Andy “Bruce” Mathis tells many more stories, such as being a dragster driver and later a member of a famous Indy racecar team.

Chalk one up for our gullibility. The guy did none of those things, he just make them up. We knew for some time that most of these things were imagined, but we recently discovered that his wife is not as dead as he said, nor was she ever a sailor. Andy had never owned a sailboat before, and had very little sailing experience, while his exwife is alive and well in Washington state. He apparently faked her death to induce sympathy and various forms of assistance from those he met. The night we stumbled into him seven years ago, he cried as he spoke of her loss, holding her photo in trembling fingers. And yet none of it was true. (UPDATE: October 13, 2006: Andy Mathis was found dead aboard his boat off the USA Pacific coast, the apparent victim of a heart attack).

Older but wiser, we continue into our seventh year of exploration. The book draft has now surpassed 400 pages.

Our original Gypsy Wagon has been sold (pictured here in Mexico in 2000, and now lives in San Luis, Arizona, on the Mexican border.)

The new Gypsy Wagon (for U.S. use) is a vehicle displaying this license plate. If you see us, please buy us lunch.

December 20, 2006. Becky has returned from visiting friends in California, and Don from his mother’s 86th birthday in Montana.
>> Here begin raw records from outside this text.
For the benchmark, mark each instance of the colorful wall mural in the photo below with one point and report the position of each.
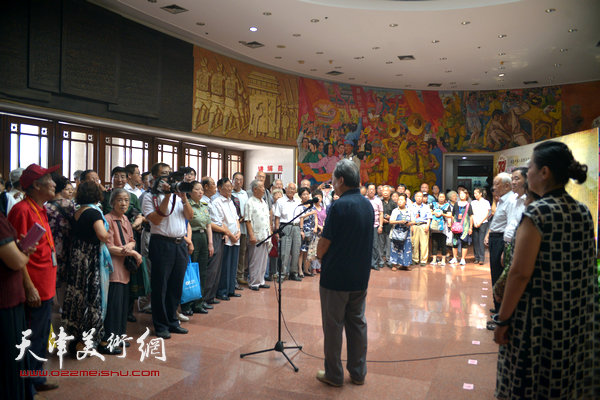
(237, 100)
(400, 136)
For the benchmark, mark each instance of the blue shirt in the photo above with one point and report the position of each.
(349, 226)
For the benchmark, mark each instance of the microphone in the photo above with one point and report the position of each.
(314, 200)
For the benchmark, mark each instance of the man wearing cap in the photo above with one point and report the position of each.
(39, 278)
(15, 194)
Photos to come.

December 24, 2005 having Christmas in Salt Lake City, Utah
Merry Christmas and Happy New Year to our friends around the world.

(Photo: Becky presenting gifts five years ago in a remote Hill Tribe village in rural Thailand. It was their first ever Christmas).

As the year ends, we are continuing to work on the Simpson biography (now at 170,000 words, with no end in sight), and are beginning to plan new foreign travels.

The Expedition traveled to Salt Lake City and back to the Arizona/California/Mexico border, and we are hunkered down again, writing on the Simpson biography. We’ll head to Mexico New Years Eve.